Mein Freund, der Baum

Ein grünes Paradies
Der beeindruckende Hotelpark des Castello del Sole ist der grösste der Schweiz. Auf einer Fläche von 110 000 Quadratmetern gedeihen über 362 verschiedene Baum- und Straucharten. Darunter wahre Schätze der Natur. Einige der Bäume sind über hundert Jahre alt. Baumflüsterer Antonio a Marca umsorgt die grünen Riesen und kennt ihre Geheimnisse.

Der Stolz des parks
Die mächtige Stieleiche, mit 150 Jahren der älteste Baum des Anwesens
Ihre massiven Äste breiten sich weit über den Boden aus. Das imposante Exemplar symbolisiert Werte wie Standfestigkeit und Stärke, die seit der Antike mit dieser Baumart verbunden werden. Unweit des Seeufers überragt eine Schwarzerle mit einer imposanten Höhe von 33 Metern alle anderen Bäume. Auch exotische Arten finden hier ihren Platz, wie die seltene Kaschmir-Zypresse, die normalerweise in den Höhen des Himalayas gedeiht. Im Park des Castello del Sole fühlt sie sich auf nur knapp 200 Metern über dem Meeresspiegel wohl — ein botanisches Wunder.

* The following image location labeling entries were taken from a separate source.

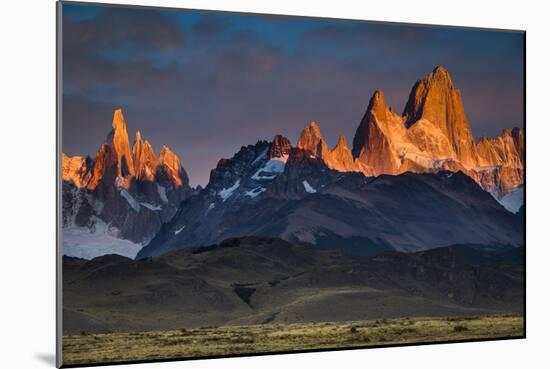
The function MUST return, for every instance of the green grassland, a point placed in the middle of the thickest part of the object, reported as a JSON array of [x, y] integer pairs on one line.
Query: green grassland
[[263, 338]]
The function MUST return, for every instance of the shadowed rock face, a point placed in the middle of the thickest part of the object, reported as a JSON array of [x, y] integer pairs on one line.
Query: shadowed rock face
[[312, 141], [280, 147], [257, 280], [133, 192]]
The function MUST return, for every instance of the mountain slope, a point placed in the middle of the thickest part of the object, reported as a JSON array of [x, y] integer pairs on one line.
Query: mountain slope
[[118, 201], [306, 201], [261, 280]]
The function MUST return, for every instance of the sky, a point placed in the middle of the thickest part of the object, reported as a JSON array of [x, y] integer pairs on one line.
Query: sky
[[206, 83]]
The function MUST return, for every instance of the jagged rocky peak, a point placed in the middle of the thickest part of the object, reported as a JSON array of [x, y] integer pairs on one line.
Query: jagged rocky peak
[[280, 147], [340, 157], [118, 139], [170, 165], [74, 169], [435, 99], [311, 140], [506, 149], [377, 105], [373, 140]]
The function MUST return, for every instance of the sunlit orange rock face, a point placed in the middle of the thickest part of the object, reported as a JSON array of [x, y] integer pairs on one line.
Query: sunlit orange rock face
[[145, 160], [74, 169], [169, 164], [436, 100], [432, 134], [115, 163]]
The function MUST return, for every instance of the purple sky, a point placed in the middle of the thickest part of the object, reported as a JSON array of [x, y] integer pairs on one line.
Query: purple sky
[[206, 84]]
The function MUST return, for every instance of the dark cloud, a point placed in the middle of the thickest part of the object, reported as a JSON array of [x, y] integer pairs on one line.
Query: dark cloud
[[115, 26], [210, 26]]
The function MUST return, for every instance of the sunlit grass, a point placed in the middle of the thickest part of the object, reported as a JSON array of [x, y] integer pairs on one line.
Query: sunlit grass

“Bäume sprechen zu uns, man muss nur lernen, ihre Zeichen zu lesen”
Antonio a Marca kennt jeden einzelnen Baum «persönlich» — von der Krone bis zu den Wurzeln. Seit Jahren kümmert sich der Förster und Baumpfleger aus Mesocco um ihr Wohlergehen.
Ein Blick in die Krone reiche oft aus, um zu sehen, wie es einem Baum geht. Schwere Äste, rissige Rinde oder lichte Kronen — all das sind Warnsignale, die Antonio a Marca sofort erkennt. Besonders aufmerksam ist er bei Anzeichen von Holzpilzen, die sich bei kranken Bäumen oft aufgrund verletzter Wurzeln ansiedeln.


Die Arbeit des Baumpflegers
Zusammen mit seinem Team prüft der 64-Jährige jedes Jahr die Stabilität der Bäume. Mit dem gezielten Beschneiden der Krone können die Profis sicherstellen, dass das Gewicht des Baumes gut verteilt ist und damit auch bei starkem Wind keine Gefahr besteht. Zusätzlich kommen auch Computer und Schallwellen zum Einsatz: «Die moderne Technik hilft uns, unter die Rinde zu schauen und allfällige Fäulnis oder Schädlingsbefall rechtzeitig zu erkennen.»
Wie im Jahr 2022, als rund 20 Bäume gefällt werden mussten. «Ein solcher Eingriff in die Natur ist immer ein schwerer Schritt. Es sind ja alles Lebewesen. Aber die Sicherheit der Gäste geht vor.» Zudem sei jeder gefällte Baum durch einen neuen ersetzt worden, weshalb der Park nichts an seiner Schönheit eingebüsst habe.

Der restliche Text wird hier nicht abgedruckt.